Sequential optimization #
The purpose of the
Pipeline
is to assemble several steps that can be cross-validated together while setting different parameters. The two principal models and a set of model hyperparameters are defined below:
-
LASSO_Z
(Least Absolute Shrinkage and Selection Operator) determines the features that have jointly been significant in predicting returns in a linear regression. We consider alpha values of 10, 1, 0.1, and 0.01 for the hyperparameter grid. -
MAP_Z
(Macrosynergy panel test) assesses the significance of features through the Macrosynergy panel test . For the hyperparameter grid, we consider p-values of 1%, 5%, 10%, and 20%.
Both models use
FeatureAverager()
and
NaivePredictor()
from the
macrosynergy
package.
# Define models and grids for optimization
mods_fsz = {
"LASSO_Z": Pipeline(
[
("selector", msl.LassoSelector(n_factors=4, positive=True)),
("predictor", msl.NaiveRegressor()),
]
),
"MAP_Z": Pipeline(
[
("selector", msl.MapSelector(significance_level=0.05, positive=True)),
("predictor", msl.NaiveRegressor()),
]
),
}
grids_fsz = {
"LASSO_Z": {
"selector__n_factors": [1, 2, 3, 4],
},
"MAP_Z": {
"selector__n_factors": [1, 2, 3],
},
}
The standard
make_scorer()
function from the
scikit-learn
library is used to create a scorer object that is used to evaluate the performance on the test set. The scorer function is based on
macrosynergy
’s
panel_significance_probability
function. This function is used to create a linear mixed effects model between the true returns and the predicted returns, returning the significance of the model slope. This scorer function is specific for panel quantamental data, such as JPMaQS.

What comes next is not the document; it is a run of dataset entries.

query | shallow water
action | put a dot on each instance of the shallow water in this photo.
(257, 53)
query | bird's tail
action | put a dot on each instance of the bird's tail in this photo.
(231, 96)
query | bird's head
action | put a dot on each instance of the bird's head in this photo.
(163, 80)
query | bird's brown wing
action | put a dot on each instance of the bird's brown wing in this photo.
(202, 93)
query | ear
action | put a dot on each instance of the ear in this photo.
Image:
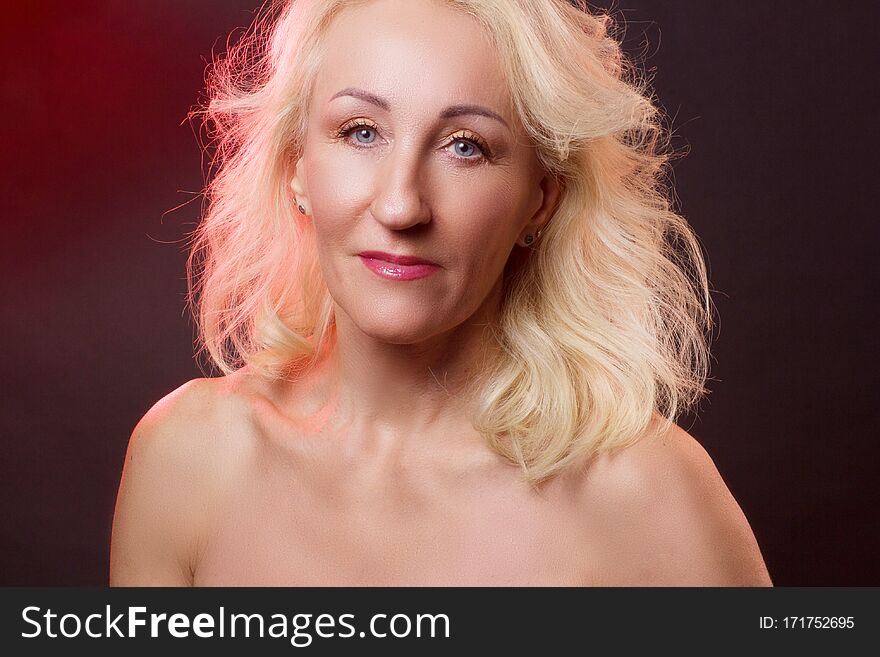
(550, 189)
(298, 185)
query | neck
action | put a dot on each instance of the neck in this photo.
(397, 392)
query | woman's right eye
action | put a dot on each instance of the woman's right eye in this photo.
(363, 133)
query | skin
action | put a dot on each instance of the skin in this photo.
(367, 471)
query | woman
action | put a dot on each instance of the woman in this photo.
(455, 313)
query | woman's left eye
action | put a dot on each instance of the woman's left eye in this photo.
(468, 150)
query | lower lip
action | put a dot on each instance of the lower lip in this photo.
(397, 272)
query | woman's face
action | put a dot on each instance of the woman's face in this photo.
(412, 149)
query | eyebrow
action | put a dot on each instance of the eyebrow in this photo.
(449, 112)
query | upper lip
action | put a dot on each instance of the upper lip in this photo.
(396, 259)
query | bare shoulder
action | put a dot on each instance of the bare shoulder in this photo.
(664, 516)
(181, 458)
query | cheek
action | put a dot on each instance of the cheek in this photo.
(336, 192)
(484, 219)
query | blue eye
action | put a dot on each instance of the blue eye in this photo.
(360, 133)
(470, 149)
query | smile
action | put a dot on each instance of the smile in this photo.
(403, 268)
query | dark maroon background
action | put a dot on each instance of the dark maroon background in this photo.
(776, 102)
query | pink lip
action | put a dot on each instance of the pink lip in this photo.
(397, 267)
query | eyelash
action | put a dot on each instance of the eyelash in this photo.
(346, 129)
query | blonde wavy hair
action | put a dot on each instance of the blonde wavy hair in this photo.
(604, 324)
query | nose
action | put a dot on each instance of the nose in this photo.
(399, 201)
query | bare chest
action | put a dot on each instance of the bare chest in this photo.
(321, 528)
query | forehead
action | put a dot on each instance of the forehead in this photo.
(419, 53)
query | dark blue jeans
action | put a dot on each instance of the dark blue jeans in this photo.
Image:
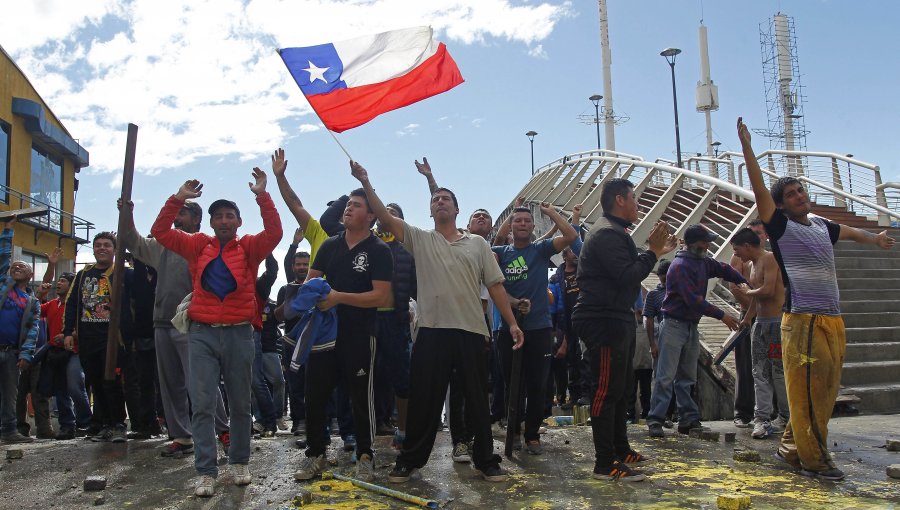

# Define the optimization criterion
score_fsz = make_scorer(msl.panel_significance_probability)
# Define splits for cross-validation
splitter_fsz = msl.RollingKFoldPanelSplit(n_splits=4)
The actual model is then selected using
SignalOptimizer
class from the
macrosynergy
package. This class calculates quantamental predictions based on adaptive
hyperparameters (alpha and p-values as defined above) and model selection (
LASSO_Z
and
MAP_Z
). This customized class is based on
scikit-learn
functions
GridSearchCV
and
RandomizedSearchCV
.
The “heatmap” displays the actual selected model, which changes frequently in the first ten years, but the settled on LASSO selector with a low penalty (0.01) and a panel test selector with a restrictive p-value threshold of 1%:
xcatx = macroz + ["DU05YXR_VT10"]
cidx = cids_dux
so_fsz = msl.SignalOptimizer(
df = dfx,
xcats = xcatx,
cids = cidx,
blacklist = fxblack,
freq = "M",
lag = 1,
xcat_aggs = ["last", "sum"]
)
so_fsz.calculate_predictions(
name = "MACRO_OPTSELZ",
models = mods_fsz,
hyperparameters = grids_fsz,
scorers = {"maptest": score_fsz},
inner_splitters = {"Rolling": splitter_fsz},
search_type = "grid",
normalize_fold_results = False,
cv_summary = "mean",
min_cids = 4,
min_periods = 36,
test_size = 1,
n_jobs_outer = -1,
)
# Get optimized signals and view models heatmap
dfa = so_fsz.get_optimized_signals()
som = so_fsz.models_heatmap(
name="MACRO_OPTSELZ",
cap=6,
title="Optimal selection models over time",
figsize=(18, 6),
)
display(som)
dfx = msm.update_df(dfx, dfa)
None
The function
view_timelines()
conveniently displays the original, non-optimized composite signal
MACRO_AVGZ
and the trading signal based on optimized feature selection
MACRO_OPTSELZ
, which shares a good part of the dynamics, but displays more abrupt changes and higher volatility due to frequent model changes.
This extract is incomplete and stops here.